Employers who have stand-by systems in which stand-by time is not treated as “working time” should assess if this is contradictory to the EU legislation.
Description of Cases
One case concerns a specialist technician who was responsible for operating television transmission centres which are situated in the mountains in Slovenia. The technician worked daily shifts of 12 hours and he had six hours of stand-by time per day. During the stand-by time, the technician was not obliged to remain at the transmission centre, but had to be available by telephone and he had to be able to return to the transmission centre within one hour.
The access to the transmission centre is very difficult and the geographical location of the transmission centre is very remote. For those reasons, the technician had to stay at the work site during his stand-by hours in service accommodation and he had very few opportunities for leisure activities at the location.
The second case concerns a public official carrying out activities as a firefighter. In addition to his regular service hours, he had to carry out periods of stand-by time. During the stand-by hours, he had to be reachable and be able to reach the city boundaries within 20 minutes with him wearing his uniform and the service vehicle made available to him.
Claimants in both cases put forth that the restrictions put on them during stand-by time should make it possible to recognise these hours as working time. This would mean that stand-by hours would have to be remunerated and processed as working time irrespective of the fact they are called “on duty” or not.
European Court of Justice
The European Court of Justice ruled that stand-by time must be regarded as working time in its entirety when the constraints imposed on the person during stand-by time significantly affect that person’s ability to freely manage his time during which his professional services are not required.

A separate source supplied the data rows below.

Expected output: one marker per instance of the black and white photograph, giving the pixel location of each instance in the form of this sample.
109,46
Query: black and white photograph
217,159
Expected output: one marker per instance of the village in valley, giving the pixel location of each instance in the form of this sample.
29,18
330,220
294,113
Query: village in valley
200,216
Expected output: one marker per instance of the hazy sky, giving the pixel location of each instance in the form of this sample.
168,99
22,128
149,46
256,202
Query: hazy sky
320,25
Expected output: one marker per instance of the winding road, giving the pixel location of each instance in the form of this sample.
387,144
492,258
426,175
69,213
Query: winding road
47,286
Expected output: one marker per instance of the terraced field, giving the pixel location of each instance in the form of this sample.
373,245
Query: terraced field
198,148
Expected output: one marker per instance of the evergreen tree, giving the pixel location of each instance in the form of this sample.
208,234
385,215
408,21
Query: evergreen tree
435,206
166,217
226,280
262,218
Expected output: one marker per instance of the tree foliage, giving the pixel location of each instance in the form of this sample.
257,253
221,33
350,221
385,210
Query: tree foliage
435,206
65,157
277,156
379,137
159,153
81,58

In the absence of such constraints, only the working time when actual work is performed must be classified as working time.
Highlights from Court’s Observations
- Stand-by time must be classified as either working time or a rest period.2
- A period during which a person does not perform actual activity is not necessarily a rest period.

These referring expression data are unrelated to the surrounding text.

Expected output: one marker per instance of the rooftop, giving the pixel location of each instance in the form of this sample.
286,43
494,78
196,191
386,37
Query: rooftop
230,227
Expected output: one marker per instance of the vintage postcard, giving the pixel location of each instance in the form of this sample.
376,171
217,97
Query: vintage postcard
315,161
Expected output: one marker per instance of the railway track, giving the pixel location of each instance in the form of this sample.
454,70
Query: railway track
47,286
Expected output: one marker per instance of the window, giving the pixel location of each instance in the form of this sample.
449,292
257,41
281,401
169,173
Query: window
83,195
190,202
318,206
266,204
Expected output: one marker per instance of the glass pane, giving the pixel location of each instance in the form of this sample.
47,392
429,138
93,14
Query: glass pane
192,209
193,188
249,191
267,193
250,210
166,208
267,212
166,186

- A period of stand-by time must be classified as working time automatically when a person is obliged to remain at his/her workplace and at the disposal of his/her employer.
- When determining whether stand-by time is working time, only constraints imposed by the law, a collective labour agreement, or the employer, on the person may be taken into consideration. For example, organisational difficulties are not relevant in such an assessment.

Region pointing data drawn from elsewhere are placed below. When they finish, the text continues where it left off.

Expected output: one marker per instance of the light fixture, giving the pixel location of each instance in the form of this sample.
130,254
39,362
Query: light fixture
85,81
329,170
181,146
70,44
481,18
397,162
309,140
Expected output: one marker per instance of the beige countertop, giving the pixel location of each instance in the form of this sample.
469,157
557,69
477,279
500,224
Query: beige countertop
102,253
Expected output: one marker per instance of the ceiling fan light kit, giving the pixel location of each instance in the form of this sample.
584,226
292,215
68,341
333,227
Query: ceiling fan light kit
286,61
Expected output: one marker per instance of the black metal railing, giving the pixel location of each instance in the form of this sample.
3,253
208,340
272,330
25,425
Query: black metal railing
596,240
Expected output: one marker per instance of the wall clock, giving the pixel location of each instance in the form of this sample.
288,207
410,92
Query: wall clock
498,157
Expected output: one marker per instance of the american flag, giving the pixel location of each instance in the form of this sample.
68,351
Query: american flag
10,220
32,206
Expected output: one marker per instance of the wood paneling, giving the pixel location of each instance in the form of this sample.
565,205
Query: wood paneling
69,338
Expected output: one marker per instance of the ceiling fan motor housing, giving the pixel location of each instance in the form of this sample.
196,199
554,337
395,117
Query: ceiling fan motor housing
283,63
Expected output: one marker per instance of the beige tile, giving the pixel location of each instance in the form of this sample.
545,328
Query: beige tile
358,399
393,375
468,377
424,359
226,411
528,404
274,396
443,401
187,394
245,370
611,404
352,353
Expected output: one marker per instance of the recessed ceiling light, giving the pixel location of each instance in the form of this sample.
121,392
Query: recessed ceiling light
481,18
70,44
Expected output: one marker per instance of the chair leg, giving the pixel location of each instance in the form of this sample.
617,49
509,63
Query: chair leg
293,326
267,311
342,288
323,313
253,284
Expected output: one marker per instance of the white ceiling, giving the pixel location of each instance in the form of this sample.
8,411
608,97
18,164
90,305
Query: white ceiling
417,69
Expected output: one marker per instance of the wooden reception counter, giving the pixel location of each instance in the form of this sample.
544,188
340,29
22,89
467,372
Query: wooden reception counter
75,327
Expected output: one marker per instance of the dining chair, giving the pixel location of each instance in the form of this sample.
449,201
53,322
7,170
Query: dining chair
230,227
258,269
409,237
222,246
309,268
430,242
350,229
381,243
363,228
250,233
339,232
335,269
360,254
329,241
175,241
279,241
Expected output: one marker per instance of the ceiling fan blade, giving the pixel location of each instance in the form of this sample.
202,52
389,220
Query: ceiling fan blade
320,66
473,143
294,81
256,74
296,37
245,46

- EU legislation does not preclude a national law, collective labour agreement, or employers from remunerating differently any stand-by working time during which active duty is executed and stand-by working time during which no active duty is performed.
Companies that have stand-by systems and whose employees are not remunerated for their stand-by hours should review their policies to establish if their stand-by hours policies are a breach of EU legislation for working time.
An assessment of what constitutes “working” must be done according to the rules and standards in the competent EU member state and according to the way in which the relevant EU rules are enforced in that member state.